Tory civil war: Williamson accused of using cabinet leaks on NI peace process to further career
Senior Tory MPs and ministers have angrily accused Defense Secretary Gavin Williamson of using the Northern Ireland peace process to further his own leadership ambitions.
The charge came after news of a disagreement during a cabinet meeting on Tuesday night was leaked to the Daily Mail. It related to plans for the establishment of a historical investigations unit to deal with unsolved murders from 1968 to 1998 in Northern Ireland.
During the meeting, Williamson and Foreign Secretary Boris Johnson warned that the plan proposed by Northern Ireland Secretary Karen Bradley would result in a “witch-hunt” against veterans of the armed forces and security services.
Some senior Tory MPs were furious over the leak and said that Williamson had signed off on the proposal prior to the meeting, The Times reported. They accused him of ambushing Bradley by leaving his objections until the full cabinet meeting, so that they could be leaked.
“Last week, he signed off on selling our Northern Ireland troops down the swanee but now he has briefed out that he protested in cabinet, to get the Daily Mail scoop,” one minister said, according to the paper.

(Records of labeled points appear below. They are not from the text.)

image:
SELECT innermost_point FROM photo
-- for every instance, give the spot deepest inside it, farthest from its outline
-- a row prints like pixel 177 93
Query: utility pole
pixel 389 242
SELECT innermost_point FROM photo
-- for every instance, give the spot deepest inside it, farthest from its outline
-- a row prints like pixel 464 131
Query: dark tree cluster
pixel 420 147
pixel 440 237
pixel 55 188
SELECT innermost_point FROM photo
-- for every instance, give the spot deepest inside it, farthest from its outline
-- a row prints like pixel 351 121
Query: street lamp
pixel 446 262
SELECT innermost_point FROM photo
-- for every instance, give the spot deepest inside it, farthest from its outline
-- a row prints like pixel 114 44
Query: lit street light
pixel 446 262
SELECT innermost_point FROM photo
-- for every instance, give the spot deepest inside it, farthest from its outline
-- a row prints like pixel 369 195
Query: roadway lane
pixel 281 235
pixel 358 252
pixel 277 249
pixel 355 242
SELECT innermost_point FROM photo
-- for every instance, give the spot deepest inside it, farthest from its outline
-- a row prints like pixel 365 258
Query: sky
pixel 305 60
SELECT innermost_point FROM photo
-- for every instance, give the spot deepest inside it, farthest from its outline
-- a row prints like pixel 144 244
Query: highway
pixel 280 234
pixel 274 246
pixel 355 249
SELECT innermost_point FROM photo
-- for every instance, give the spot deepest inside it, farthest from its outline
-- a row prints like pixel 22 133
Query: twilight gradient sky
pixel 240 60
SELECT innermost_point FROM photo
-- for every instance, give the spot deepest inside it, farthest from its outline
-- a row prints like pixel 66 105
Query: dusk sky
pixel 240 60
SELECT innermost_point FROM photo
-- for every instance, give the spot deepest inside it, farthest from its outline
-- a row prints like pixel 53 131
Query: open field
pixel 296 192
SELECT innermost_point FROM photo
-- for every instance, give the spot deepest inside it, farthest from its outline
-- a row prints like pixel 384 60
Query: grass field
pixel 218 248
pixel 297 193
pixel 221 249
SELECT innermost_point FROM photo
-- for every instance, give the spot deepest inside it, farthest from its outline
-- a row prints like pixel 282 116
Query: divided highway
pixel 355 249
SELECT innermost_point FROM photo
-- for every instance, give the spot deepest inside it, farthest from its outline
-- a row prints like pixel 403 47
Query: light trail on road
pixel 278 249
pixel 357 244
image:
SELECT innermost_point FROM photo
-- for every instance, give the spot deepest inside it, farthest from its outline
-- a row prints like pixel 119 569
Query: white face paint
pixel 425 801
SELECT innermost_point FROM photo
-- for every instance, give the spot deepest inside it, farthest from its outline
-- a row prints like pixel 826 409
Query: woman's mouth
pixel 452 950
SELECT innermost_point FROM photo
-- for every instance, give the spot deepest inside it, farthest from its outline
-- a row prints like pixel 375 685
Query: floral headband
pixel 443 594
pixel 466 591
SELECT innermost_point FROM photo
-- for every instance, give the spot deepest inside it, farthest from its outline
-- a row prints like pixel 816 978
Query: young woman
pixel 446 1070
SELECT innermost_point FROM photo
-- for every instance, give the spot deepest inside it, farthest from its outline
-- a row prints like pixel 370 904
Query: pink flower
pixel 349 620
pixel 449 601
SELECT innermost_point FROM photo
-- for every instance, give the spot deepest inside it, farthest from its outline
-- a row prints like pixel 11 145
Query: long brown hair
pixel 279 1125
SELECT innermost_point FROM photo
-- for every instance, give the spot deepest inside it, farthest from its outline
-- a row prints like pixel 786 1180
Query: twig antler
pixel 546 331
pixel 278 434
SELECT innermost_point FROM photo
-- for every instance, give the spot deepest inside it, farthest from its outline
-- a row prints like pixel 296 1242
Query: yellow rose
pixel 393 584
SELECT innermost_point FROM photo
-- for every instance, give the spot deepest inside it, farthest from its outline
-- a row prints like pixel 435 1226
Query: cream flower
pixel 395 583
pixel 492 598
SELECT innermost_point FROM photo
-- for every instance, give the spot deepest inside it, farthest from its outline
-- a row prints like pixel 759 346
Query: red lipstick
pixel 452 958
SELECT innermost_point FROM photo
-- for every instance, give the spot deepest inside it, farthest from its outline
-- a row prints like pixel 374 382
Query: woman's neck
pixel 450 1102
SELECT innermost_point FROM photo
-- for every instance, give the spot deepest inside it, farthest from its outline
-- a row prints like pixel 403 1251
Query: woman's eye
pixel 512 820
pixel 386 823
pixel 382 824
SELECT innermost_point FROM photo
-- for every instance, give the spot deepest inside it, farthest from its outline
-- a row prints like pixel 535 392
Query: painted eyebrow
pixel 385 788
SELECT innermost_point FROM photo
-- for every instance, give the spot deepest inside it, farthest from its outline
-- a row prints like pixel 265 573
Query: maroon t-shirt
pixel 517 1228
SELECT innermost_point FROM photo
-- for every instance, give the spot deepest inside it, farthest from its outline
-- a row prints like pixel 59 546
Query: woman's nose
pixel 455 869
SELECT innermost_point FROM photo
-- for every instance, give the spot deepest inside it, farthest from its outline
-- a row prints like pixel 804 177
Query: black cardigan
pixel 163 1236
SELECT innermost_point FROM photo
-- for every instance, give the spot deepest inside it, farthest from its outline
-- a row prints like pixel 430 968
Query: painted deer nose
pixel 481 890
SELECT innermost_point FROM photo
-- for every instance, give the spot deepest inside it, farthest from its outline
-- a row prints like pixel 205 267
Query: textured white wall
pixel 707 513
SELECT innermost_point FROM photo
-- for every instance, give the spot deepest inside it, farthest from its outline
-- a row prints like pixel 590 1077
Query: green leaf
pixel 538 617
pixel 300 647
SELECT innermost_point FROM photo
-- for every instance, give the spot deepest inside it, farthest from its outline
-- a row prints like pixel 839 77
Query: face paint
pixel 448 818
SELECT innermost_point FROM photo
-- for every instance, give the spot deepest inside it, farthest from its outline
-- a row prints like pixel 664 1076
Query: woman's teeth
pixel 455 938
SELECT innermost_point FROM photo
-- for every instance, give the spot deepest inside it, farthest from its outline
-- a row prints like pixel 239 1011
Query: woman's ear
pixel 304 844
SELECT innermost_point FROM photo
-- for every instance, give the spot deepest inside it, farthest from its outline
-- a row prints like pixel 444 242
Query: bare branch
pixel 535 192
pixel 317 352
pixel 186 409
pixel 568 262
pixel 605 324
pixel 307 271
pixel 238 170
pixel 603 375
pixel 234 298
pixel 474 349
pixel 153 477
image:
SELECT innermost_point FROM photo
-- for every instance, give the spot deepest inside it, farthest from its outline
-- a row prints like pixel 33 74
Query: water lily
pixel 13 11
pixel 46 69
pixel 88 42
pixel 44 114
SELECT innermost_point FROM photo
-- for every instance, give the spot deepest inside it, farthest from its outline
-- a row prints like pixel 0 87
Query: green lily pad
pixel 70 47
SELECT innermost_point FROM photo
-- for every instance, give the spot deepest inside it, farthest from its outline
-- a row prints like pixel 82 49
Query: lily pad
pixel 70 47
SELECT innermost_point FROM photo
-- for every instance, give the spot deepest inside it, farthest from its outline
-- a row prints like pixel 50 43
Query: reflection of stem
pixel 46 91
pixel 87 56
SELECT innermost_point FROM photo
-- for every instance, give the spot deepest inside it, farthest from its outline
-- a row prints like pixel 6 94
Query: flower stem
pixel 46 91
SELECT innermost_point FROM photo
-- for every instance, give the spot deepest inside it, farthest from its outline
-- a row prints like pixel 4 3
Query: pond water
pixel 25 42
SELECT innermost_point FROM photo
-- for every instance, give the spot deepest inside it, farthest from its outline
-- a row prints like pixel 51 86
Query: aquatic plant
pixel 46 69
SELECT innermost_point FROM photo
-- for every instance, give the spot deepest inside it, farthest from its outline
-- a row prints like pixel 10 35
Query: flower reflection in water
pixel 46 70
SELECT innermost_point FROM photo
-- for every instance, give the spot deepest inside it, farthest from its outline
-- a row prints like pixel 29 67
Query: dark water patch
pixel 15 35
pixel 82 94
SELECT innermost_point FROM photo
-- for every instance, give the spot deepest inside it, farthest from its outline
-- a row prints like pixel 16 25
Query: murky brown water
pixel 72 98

Another apparent witness to the discussions said that Williamson’s contribution “was designed to be leaked,” while another called it “a short-term maneuver” and said it was “not from any position of great principle. This is a widely shared view.”
The Times added that “other senior Conservatives suggested that Williamson was using the issue to enhance his reputation among backbenchers and position himself as a future leader of the party.”
The plan, if it were to go ahead, would see a consultation take place on the establishment of a unit that would investigate all unsolved murders in Northern Ireland during the conflict. While Williamson had allegedly already signed off on the plan, he used the cabinet meeting to ask for the inclusion of an option to bring in a statute of limitations bill. This, he said, would prevent ex-servicemen from being hounded into old age by “bogus” Iraq War-style legacy cases.
Such an amnesty, however, had previously been shot down due to Democratic Unionist Party (DUP) fears that a similar amnesty would then be demanded by “IRA terrorists.”
According to the Police Service of Northern Ireland, over 3,200 unsolved homicides were committed during the period in question. Of those still currently unsolved, 379 have been attributed to Republicans, 270 to Loyalists, while the perpetrators of 31 remain unknown. 283 unsolved homicides have been attributed to the security forces.